Can we determine what sediment sources fed a basin if all we have are the basin samples?

Summary

 

Approach: Non-negative Matrix Factorization

We adopted an approach using non-negative matrix factorization (NMF) of detrital zircon U-Pb age spectra to recover the common source age spectra and relative contributions to sink samples.

NMF was first tested on a synthetic data set comprised of 40 sink samples made of random mixtures of 10 sources. It was then applied to a data set of 24 samples from Late Cretaceous strata exposed in the Book Cliffs of Utah and documented by Bartschi et al. (2018).

Test: Source recovery

Factorization of 40 samples mixed from 10 sources confirmed that we can fully recover the U-Pb age distribution of the sources. We were also able to determine the proportions of each source which contributed to the sink samples.

 
 

Application: Book Cliffs, Utah

Factorization of the 24 samples from the Book Cliffs resulted in identification of 5 sources. Sources have U-Pb distributions comparable with known potential sources. Upsection changes in the proportions of sediment sources track tectonic activity in western North America in the Late Cretaceous.

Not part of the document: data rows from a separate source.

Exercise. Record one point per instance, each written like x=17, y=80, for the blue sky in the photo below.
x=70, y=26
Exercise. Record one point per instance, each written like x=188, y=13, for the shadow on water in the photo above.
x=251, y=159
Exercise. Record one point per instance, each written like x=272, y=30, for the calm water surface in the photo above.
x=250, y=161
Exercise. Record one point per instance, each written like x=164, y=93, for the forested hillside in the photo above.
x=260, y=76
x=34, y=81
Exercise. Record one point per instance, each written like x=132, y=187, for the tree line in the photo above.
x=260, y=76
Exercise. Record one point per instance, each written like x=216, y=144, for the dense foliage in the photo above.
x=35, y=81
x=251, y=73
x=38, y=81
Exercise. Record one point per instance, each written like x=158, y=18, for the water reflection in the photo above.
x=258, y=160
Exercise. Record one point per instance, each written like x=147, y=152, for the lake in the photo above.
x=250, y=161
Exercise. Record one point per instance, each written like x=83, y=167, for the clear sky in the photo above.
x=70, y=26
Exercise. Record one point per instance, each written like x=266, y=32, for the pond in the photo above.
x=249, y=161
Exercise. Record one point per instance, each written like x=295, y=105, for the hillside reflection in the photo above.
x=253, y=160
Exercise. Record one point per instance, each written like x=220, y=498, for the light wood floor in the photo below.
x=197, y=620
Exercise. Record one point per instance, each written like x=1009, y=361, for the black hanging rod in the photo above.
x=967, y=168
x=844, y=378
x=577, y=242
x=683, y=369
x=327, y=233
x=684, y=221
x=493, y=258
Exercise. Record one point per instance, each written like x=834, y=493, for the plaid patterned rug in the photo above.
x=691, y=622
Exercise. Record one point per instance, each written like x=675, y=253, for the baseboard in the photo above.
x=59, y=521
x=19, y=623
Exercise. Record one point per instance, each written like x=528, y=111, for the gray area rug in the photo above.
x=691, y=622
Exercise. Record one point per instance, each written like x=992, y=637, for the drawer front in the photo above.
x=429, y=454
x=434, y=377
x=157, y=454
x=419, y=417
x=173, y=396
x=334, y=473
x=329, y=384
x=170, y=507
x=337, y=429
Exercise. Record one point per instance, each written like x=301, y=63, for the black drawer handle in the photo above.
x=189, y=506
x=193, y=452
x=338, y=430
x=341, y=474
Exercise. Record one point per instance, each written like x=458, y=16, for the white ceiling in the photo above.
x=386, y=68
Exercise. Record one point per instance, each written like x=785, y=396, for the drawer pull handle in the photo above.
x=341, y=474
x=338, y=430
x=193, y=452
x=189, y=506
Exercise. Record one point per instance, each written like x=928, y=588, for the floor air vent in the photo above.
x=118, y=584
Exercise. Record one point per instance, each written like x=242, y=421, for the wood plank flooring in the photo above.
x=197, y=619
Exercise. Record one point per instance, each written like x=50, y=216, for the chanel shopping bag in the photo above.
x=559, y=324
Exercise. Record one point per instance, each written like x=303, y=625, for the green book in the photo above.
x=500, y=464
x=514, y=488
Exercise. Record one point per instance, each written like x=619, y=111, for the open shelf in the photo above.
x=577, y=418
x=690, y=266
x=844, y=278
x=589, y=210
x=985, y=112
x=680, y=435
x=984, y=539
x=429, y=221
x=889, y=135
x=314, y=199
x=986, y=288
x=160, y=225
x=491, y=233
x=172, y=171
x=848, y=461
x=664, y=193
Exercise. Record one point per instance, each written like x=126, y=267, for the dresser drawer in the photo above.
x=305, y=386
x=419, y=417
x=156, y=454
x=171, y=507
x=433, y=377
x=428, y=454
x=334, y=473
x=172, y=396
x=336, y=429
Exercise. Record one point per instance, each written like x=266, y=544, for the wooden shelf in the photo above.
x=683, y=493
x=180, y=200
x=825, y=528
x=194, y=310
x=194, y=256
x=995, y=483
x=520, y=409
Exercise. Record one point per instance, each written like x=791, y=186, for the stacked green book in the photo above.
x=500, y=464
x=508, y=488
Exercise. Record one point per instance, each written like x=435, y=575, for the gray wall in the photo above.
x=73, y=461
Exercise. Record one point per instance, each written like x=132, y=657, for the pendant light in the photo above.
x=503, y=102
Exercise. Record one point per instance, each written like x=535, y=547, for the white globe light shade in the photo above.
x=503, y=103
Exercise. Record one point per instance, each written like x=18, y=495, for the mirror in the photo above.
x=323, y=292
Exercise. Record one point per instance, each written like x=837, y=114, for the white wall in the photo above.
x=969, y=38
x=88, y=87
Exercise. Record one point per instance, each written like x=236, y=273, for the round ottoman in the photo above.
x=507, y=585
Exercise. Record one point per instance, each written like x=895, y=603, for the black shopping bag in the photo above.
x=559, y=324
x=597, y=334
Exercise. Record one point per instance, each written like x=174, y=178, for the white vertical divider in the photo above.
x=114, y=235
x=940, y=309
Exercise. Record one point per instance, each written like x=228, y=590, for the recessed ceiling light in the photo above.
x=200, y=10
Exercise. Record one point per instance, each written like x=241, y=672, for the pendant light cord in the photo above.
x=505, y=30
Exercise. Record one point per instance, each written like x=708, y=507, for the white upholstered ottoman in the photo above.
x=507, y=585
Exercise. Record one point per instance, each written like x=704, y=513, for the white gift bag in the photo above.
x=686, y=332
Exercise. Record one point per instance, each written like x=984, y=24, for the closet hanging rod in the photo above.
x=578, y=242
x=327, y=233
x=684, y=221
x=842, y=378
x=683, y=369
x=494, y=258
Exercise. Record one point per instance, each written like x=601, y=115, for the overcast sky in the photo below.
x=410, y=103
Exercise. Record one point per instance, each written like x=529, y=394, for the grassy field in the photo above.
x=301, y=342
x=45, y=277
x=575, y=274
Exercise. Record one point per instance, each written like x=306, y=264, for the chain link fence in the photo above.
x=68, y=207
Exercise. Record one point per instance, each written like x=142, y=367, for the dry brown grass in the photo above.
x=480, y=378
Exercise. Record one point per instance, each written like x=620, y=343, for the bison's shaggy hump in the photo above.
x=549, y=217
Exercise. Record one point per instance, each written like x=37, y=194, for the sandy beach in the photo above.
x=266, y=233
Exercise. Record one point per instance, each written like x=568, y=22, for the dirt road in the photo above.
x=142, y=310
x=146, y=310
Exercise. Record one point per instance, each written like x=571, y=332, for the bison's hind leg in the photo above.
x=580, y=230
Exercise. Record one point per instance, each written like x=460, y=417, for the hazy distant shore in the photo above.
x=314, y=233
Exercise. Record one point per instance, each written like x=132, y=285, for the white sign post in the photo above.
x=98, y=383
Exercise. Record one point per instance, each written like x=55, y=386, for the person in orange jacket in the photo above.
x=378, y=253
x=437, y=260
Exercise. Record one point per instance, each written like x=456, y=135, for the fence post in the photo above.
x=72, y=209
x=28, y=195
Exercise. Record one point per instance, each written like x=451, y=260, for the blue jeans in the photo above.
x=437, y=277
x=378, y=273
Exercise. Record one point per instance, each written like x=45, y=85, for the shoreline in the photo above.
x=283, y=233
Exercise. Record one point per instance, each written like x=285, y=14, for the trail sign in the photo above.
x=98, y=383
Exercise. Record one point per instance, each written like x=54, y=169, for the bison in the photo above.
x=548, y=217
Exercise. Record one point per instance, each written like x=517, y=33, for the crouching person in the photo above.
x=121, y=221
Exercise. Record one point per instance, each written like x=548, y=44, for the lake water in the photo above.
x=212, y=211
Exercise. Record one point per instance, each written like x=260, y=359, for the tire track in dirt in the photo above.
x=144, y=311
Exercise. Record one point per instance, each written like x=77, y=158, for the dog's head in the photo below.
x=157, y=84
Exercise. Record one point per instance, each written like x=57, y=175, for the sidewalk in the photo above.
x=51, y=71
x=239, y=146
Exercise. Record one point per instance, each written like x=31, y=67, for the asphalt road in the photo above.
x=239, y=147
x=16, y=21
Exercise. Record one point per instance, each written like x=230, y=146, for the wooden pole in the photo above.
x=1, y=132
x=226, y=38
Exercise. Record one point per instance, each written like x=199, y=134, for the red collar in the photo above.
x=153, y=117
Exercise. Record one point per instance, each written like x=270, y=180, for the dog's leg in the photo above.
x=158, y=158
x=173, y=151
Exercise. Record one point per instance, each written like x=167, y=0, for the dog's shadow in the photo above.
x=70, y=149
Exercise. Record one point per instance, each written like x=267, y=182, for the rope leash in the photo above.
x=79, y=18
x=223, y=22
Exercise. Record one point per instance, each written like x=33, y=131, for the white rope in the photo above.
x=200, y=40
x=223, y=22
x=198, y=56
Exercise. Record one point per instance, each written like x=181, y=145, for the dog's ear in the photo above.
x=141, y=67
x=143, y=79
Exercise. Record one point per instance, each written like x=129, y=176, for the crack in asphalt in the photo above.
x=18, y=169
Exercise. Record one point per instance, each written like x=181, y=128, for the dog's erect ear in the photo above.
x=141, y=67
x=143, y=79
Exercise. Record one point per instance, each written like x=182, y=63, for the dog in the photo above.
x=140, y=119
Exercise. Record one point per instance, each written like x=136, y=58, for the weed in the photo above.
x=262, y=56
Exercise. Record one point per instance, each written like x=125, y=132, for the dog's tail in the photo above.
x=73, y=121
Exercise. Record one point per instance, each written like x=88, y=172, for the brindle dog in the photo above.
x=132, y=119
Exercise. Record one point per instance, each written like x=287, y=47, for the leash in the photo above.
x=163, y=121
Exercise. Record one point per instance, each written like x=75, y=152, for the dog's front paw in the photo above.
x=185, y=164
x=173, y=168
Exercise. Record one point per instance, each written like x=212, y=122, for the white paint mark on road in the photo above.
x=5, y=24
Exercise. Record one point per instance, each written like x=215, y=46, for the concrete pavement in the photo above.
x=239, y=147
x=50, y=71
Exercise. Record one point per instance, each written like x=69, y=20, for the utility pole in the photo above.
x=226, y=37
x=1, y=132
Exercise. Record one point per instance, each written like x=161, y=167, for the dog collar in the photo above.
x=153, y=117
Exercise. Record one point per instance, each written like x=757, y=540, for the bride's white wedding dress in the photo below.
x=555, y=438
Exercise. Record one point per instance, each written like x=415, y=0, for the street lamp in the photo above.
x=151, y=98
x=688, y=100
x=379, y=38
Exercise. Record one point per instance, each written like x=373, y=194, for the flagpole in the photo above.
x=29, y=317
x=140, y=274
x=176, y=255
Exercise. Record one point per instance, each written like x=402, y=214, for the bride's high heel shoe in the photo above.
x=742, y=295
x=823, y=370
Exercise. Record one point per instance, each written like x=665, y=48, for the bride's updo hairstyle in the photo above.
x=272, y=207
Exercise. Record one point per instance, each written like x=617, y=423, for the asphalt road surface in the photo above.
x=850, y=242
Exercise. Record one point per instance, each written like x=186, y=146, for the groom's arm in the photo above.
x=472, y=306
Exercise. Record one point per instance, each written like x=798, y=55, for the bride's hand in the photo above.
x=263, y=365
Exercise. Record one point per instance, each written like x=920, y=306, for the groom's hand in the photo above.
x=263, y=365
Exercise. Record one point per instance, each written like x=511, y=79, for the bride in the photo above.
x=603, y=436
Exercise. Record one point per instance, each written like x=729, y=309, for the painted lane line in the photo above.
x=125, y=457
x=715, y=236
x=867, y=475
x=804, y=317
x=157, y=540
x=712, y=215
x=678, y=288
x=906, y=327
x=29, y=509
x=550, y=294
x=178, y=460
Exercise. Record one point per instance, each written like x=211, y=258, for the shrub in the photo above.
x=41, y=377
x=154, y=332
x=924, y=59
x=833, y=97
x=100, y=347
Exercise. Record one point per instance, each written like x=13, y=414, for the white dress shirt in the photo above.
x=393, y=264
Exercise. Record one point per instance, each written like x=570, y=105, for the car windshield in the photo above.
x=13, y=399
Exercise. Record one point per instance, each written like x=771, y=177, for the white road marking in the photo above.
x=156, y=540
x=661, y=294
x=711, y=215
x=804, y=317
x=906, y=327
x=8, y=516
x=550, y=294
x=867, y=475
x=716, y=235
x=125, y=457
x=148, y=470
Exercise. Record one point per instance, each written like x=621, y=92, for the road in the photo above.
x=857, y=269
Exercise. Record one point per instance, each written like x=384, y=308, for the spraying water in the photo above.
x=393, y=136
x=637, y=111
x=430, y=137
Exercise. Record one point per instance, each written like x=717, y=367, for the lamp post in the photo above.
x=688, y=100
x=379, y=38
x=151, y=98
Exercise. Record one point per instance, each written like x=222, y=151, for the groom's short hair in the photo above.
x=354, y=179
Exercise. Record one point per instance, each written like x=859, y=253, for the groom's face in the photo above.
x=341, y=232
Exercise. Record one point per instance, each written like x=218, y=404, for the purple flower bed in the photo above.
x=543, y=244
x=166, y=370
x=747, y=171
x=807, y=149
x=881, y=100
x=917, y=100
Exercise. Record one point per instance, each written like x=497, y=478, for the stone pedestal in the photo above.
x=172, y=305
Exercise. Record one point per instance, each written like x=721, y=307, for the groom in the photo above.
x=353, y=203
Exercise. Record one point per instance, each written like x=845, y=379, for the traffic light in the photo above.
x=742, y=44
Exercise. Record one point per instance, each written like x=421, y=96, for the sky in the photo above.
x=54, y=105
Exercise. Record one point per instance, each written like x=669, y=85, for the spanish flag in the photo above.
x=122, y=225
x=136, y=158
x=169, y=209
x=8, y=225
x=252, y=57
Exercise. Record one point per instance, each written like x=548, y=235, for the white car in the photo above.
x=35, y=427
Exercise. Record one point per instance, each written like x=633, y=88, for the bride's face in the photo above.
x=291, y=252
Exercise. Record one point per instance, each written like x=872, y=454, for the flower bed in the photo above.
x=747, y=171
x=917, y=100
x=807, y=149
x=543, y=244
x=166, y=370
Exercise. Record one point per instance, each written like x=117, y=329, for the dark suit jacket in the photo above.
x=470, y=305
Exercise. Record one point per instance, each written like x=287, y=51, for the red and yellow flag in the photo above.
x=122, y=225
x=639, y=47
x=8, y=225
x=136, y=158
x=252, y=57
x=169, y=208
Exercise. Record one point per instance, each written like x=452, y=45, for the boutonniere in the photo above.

Implications: elucidation of unknown sources

Synthetic data demonstrates that NMF is able to recover the characteristics of source U-Pb spectra based on sink age spectra. The algorithm can also identify the optimum number of sources. Application to the Book Cliffs confirms that factorization yields realistic source spectra, and that changes in source contributions correspond to tectonic events.

NMF presents a unique possibility of characterizing sediment sources even in the absence of direct access to samples of the sediment sources. Its ability to reconstruct sources that are otherwise lost to geologic processes makes it an invaluable tool for tectonic, geomorphic, sedimentological, and stratigraphic research.

 

The software used in this research is accessible at: github.com/kurtsundell/DZnmf

Read on for full details

  1. Testing the method

 
Figure%2B1%2B10S_Complex_sources%2Band%2Breconstructed_KDE_STACKED.jpg
 
 

We tested the algorithm by comparing 10 numerically generated U-Pb data sets with 10 data sets produced by factorization. In this trial we mixed the 10 known “source data sets” in random proportions to produce 40 “sink samples”. We then factorized the 40 sink data sets and were able to recover the initial 10 sources. Comparison of the original (filled) and factorized (white, mirrored) age distributions shows a close correlation. The close correlation between the input and factorized data sets is further quantified using the Kuiper V statistic and cross-correlation coefficient, where identical sample pairs yield values of 0 and 1, respectively.

 

2. How many sources?

 

We apply a segmented linear regression approach to determine the optimum number of sources (the NMF rank) for factorization. Because NMF is intended to provide a low-rank approximation of the input data sets, our criterion is that the optimal number of source samples is the rank above which there is little or no decrease in final residual. This approach is similar to “scree” plots used to determine the number of dimensions for multi-dimensional scaling (Borg and Groenen, 1997; Hair et al., 1998; Steyvers, 2006)

 
Figure+5+reconstructing+number+of+sources_knowns.jpg
 

In order to identify the optimum breakpoint we plotted the final residual versus the rank and ap-plied a segmented linear regression with one break. We assumed that the optimal breakpoint, and therefore the optimal number of sources, will be the point which optimizes the linear fit of both the higher and lower rank segments, and calculated the sum of squared residuals (Draper and Smith, 1998) for each segment.

 

3. Book Cliffs

 

Geologic map of the Book Cliffs region in central Utah. The data used in this study come from Ferron, Rilda, Price, Tuscher, and Thompson canyons.

 
 
 

Segmented linear regression of the final residuals indicates that the optimum number of sources is five.

 
 

Factorization of the Book Cliffs data set to 5 sources confirms two things:

1) It confirms the previous conclusion that the composite data set of Paleozoic strata from the Canadian Passive Margin (A) did not contribute significantly to the basin fill. Of the six potential sources considered by Bartschi et al. (2018), the Canadian Passive margin was the one that is not matched by any of the factorized sources.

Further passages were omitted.